Para compreender o temor, não fuja, por meio de repressão, domínio, virtude, etc. Assim você ficará mais perto do fato que está causando o temor. Qual a sua relação com esse fato? É uma relação verbal? — verbal, no sentido de que a mente especula a respeito e teme a especulação; a mente prevê e diz: "Se acontecer isto, acontecerá aquilo; por isso tenho medo". Qual é, pois, a sua relação com aquele fato? Atente bem, pois dessa relação depende a sua solução. Você está em relação com o fato que causa o temor, apenas verbalmente — isto é, especulativamente — ou o está defrontando sem especulação, que significa sem verbalização? Se está em relação com ele verbalmente, não tem então comunhão direta com ele. Se o está olhando de frente, então não está fugindo, não há evasão de sob forma alguma. 

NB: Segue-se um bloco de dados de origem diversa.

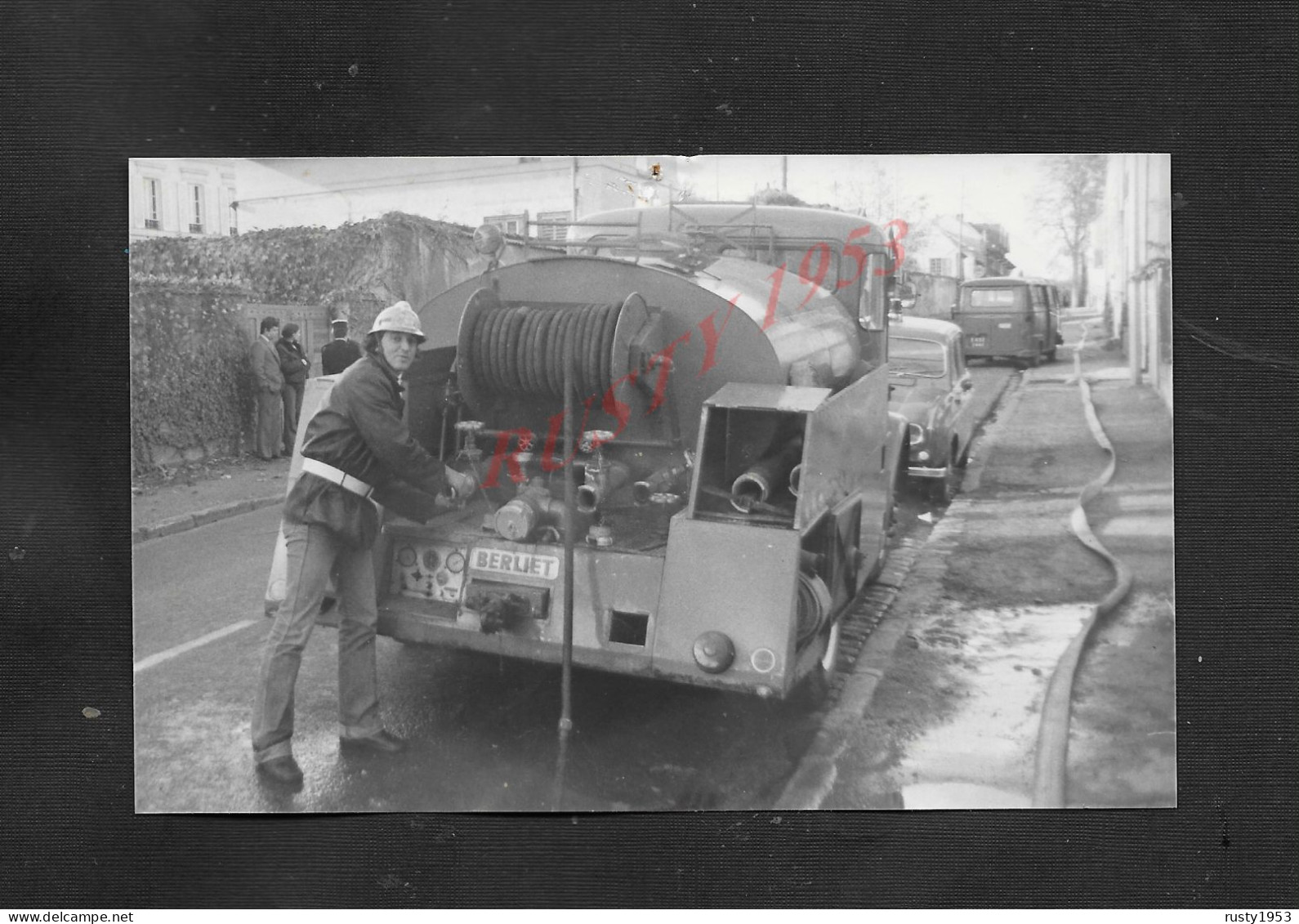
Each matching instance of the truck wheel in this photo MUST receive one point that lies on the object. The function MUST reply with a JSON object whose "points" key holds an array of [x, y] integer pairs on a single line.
{"points": [[812, 690]]}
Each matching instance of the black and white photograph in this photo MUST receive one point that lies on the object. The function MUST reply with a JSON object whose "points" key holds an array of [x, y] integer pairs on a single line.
{"points": [[640, 484]]}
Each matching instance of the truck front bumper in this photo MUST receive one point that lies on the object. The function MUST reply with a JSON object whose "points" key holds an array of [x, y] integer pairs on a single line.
{"points": [[918, 472]]}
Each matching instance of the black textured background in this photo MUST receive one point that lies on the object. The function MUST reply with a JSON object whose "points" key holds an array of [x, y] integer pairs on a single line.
{"points": [[86, 85]]}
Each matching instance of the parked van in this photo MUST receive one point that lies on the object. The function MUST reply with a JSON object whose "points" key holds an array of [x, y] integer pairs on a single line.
{"points": [[1008, 317]]}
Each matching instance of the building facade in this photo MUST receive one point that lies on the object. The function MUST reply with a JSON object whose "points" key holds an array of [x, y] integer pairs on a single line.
{"points": [[543, 193], [1131, 266], [180, 196]]}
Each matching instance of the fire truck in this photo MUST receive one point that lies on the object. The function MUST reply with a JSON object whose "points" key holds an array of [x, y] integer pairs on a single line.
{"points": [[715, 380]]}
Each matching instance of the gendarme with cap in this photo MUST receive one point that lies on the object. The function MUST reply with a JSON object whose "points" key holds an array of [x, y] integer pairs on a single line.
{"points": [[399, 319]]}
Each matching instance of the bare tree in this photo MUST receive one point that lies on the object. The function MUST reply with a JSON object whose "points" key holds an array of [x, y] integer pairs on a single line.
{"points": [[1069, 204]]}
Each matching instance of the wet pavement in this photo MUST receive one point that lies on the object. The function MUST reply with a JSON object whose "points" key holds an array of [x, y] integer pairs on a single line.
{"points": [[938, 712], [999, 589]]}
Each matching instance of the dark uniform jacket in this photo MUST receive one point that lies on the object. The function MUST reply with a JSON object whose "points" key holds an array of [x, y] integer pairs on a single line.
{"points": [[337, 355], [266, 365], [292, 362], [359, 431]]}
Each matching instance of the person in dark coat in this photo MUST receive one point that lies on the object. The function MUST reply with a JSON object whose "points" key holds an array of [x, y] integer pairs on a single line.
{"points": [[339, 352], [294, 364], [269, 382], [356, 451]]}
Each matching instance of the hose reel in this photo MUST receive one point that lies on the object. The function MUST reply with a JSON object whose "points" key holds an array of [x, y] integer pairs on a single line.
{"points": [[520, 349]]}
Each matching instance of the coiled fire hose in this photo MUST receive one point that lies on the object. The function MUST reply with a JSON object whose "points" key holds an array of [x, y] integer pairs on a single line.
{"points": [[1048, 785]]}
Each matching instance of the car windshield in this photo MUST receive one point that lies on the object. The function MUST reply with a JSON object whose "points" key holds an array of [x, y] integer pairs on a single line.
{"points": [[909, 356], [977, 298]]}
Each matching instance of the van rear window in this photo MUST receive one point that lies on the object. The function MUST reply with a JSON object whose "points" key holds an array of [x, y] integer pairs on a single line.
{"points": [[993, 299]]}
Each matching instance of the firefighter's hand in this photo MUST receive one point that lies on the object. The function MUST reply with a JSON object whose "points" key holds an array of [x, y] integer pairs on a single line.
{"points": [[460, 485]]}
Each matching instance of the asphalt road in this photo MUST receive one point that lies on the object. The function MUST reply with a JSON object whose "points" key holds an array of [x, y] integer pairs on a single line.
{"points": [[482, 730]]}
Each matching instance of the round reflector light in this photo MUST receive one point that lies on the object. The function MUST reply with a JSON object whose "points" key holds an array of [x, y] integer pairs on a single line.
{"points": [[713, 651]]}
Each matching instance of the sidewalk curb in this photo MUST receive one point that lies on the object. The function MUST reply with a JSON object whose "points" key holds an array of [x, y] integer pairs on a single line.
{"points": [[815, 776], [187, 521]]}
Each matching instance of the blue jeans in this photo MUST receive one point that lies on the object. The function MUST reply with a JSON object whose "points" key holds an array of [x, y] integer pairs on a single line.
{"points": [[312, 554]]}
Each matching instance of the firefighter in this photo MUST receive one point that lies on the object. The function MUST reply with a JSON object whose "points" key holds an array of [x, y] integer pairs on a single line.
{"points": [[356, 448]]}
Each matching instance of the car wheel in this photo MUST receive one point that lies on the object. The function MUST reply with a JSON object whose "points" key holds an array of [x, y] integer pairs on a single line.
{"points": [[942, 490]]}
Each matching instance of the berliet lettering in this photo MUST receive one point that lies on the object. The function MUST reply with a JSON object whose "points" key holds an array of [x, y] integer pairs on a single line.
{"points": [[515, 563]]}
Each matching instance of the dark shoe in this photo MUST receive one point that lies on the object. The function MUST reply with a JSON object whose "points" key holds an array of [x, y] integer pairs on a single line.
{"points": [[380, 743], [282, 772]]}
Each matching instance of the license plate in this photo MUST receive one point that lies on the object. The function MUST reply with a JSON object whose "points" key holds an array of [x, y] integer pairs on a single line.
{"points": [[515, 565]]}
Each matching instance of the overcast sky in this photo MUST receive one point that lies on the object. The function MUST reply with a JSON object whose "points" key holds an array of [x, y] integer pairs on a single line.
{"points": [[997, 189]]}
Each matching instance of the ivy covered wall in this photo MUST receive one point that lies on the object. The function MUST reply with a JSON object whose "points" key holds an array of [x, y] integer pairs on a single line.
{"points": [[191, 384]]}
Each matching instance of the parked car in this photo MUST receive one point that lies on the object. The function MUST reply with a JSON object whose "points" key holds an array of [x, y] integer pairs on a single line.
{"points": [[931, 386], [1007, 317]]}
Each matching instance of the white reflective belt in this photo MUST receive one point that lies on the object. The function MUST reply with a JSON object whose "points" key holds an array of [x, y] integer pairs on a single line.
{"points": [[339, 477]]}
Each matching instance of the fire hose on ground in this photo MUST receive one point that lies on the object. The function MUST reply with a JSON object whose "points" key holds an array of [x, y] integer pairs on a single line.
{"points": [[1048, 787]]}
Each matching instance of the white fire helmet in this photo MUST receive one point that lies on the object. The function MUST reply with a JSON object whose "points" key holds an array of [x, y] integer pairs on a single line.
{"points": [[399, 319]]}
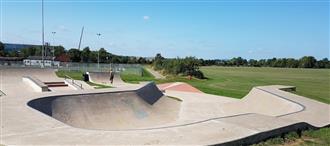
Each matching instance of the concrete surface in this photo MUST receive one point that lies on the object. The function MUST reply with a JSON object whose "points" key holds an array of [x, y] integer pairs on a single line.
{"points": [[104, 78], [201, 119]]}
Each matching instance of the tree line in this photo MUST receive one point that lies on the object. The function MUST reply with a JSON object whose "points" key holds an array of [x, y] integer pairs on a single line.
{"points": [[303, 62], [188, 66], [86, 55]]}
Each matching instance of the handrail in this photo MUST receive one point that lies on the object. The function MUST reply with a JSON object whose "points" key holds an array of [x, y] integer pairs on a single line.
{"points": [[73, 81]]}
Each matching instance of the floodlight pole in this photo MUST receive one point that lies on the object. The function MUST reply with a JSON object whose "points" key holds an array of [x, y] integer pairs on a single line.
{"points": [[98, 52], [53, 46], [42, 35]]}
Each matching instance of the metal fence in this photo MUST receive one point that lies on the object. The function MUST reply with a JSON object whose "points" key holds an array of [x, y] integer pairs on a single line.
{"points": [[85, 67], [94, 67]]}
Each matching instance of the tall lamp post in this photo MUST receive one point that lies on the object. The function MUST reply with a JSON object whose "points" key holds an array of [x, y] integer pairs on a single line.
{"points": [[42, 34], [53, 46], [98, 52]]}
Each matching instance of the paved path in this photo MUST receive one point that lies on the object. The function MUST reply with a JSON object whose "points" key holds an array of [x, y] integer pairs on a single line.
{"points": [[203, 119], [156, 74]]}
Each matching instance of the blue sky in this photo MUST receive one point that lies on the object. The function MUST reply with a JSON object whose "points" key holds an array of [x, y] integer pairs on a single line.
{"points": [[205, 29]]}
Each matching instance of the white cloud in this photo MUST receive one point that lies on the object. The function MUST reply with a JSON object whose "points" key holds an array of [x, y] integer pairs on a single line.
{"points": [[146, 17]]}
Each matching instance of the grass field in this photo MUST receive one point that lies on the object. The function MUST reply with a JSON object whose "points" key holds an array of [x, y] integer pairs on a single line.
{"points": [[238, 81]]}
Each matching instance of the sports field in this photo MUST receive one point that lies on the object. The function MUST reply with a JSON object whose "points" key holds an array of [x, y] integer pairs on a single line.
{"points": [[237, 81]]}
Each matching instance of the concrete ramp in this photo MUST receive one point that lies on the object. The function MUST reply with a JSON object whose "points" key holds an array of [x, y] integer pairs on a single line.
{"points": [[113, 110], [104, 78], [262, 102]]}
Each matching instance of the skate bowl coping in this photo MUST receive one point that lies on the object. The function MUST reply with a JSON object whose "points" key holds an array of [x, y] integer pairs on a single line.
{"points": [[120, 110], [35, 83]]}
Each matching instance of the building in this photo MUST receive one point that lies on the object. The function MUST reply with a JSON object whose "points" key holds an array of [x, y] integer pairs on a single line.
{"points": [[37, 61]]}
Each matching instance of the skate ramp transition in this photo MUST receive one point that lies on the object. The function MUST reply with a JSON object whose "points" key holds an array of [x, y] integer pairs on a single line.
{"points": [[141, 108]]}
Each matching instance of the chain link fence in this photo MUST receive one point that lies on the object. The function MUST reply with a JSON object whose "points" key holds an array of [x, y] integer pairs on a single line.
{"points": [[84, 67]]}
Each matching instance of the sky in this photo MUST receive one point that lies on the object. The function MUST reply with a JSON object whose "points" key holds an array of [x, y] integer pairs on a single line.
{"points": [[210, 29]]}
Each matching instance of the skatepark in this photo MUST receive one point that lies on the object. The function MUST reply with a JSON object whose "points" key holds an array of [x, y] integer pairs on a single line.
{"points": [[145, 113]]}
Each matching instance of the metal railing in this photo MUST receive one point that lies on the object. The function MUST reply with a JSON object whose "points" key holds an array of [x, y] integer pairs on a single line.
{"points": [[66, 77]]}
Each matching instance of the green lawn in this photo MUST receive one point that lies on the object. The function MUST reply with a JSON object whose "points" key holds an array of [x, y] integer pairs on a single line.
{"points": [[129, 77], [76, 75], [236, 82], [308, 138]]}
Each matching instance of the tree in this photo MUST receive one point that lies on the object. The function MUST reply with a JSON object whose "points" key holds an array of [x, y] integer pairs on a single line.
{"points": [[158, 62], [74, 55], [59, 50], [307, 62], [85, 54], [103, 55], [2, 49]]}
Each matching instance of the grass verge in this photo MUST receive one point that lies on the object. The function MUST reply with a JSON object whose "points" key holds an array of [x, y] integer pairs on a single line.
{"points": [[175, 98], [308, 138]]}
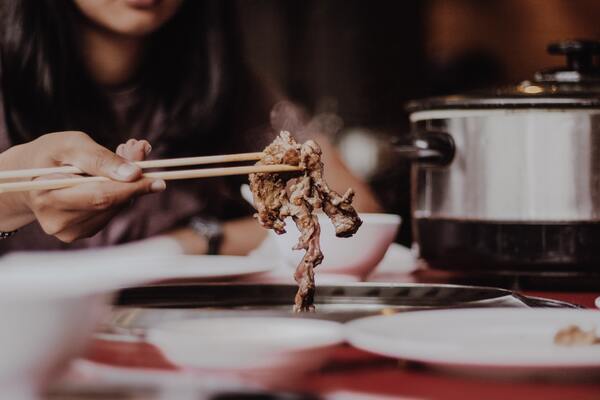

Consideremos agora a relação das palavras e de sua significação. O temor é causado pela palavra ou pelo fato? Visto que a palavra é a mente, a mente está criando uma cortina de proteção, pela verbalização, a fim de não encarar o temor. Será, então, o temor criado pela palavra? — isto é, pela mente, que se põe a pensar a respeito, sendo o pensamento processo de verbalização? Se assim é, pensar a respeito do temor significa fugir dele. Em caso contrário, você está encarando o fato sem verbalização, sem processo de pensamento, sem evasão; você está em relação direta com ele, em comunhão direta com ele. 

Quando você está em comunhão direta com alguma coisa, que acontece? Você já esteve diretamente em comunhão com alguma coisa, sem processo de pensamento? Evidentemente, nunca esteve. Quando você se acha nesta comunhão direta, a coisa a que você deu o nome de temor, deixou de existir. São as cortinas de proteção, as fugas, a verbalização, esse processo mental, que criam o temor, e não o próprio fato. Essas cortinas existentes entre você e o fato, produzem o medo, e não o fato; não existe a necessidade de dominar o fato. Se você percebe o processo na sua inteireza, se o acompanhou, passo a passo, verá que você não tem mais temor. Está, então, observando o fato, e o fato vai operar a modificação, o fato vai encarregar-se da ação, e não você, em seu movimento de fuga.